Drones Banned At Vatnajökull National Park

Published August 19, 2016

Andie Sophia Fontaine
Photo by
Kevin Baird/Creative Commons

Rangers of the northern section of Vatnajökull National Park have banned the use of drones in the area, except under special circumstances. This is being done primarily to preserve the integrity of wildlife in the area.

Vísir reports that signs in the area, in both Icelandic and English, warn visitors not the employ drones. Guðmundur Ögmundsson, a ranger for the park, told reporters that the ban is in place in part to protect bird life in the area. It has been shown elsewhere in the world that drones can have a negative impact on falcon nesting, for example, and Guðmundur suspects this applies to falcons in Iceland as well.

“Nature is sometimes the subject of debate, and we need to take care of our resources,” he told reporters. “That is exactly what we’re doing with this. [Drone use] is always increasing, and we’re confronting the situation before it becomes a problem.”

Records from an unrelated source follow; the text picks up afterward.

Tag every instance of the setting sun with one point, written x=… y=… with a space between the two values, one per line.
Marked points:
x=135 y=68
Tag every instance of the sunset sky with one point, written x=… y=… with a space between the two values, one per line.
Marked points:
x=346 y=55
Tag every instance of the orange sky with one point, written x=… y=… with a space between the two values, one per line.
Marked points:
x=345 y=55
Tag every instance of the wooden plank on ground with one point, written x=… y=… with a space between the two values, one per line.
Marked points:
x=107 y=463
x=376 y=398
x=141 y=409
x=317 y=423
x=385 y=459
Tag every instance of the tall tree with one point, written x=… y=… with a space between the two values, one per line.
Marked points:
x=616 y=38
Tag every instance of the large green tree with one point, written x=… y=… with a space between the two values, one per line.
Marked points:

The drone ban is not total, however. Drones that are used for research purposes, for example, will be permitted.

As reported, drones in Iceland have been increasingly used in Iceland to take aerial shots of practically everything from protest demonstrations to hay harvests.

As their popularity grows, however, even drone hobbyists have concerns about how and where they are used. Brandur Bjarnason Karlsson, the chairperson of the Icelandic Drone Association (IDA), told reporters that drone use has bordered on irresponsible.

“People [in the the IDA] don’t like seeing drones being flown over so many people,” he said. “There isn’t a lot of experience yet with ensuring the safe use of these devices.”

Currently, there is a draft for regulations on drone use at the Ministry of the Interior. While the draft still has to go through numerous changes before finalisation, Brandur considers it likely that limits set on flying drones over crowds and densely populated areas will stay.

Drones can be easily bought in Iceland, from shops such as the hardware and home appliances store Elko, for anywhere from 5,000 ISK up to 330,000 ISK. Brandur says the purpose of IDA is to increase awareness of drone use safety, precisely because anyone can buy them.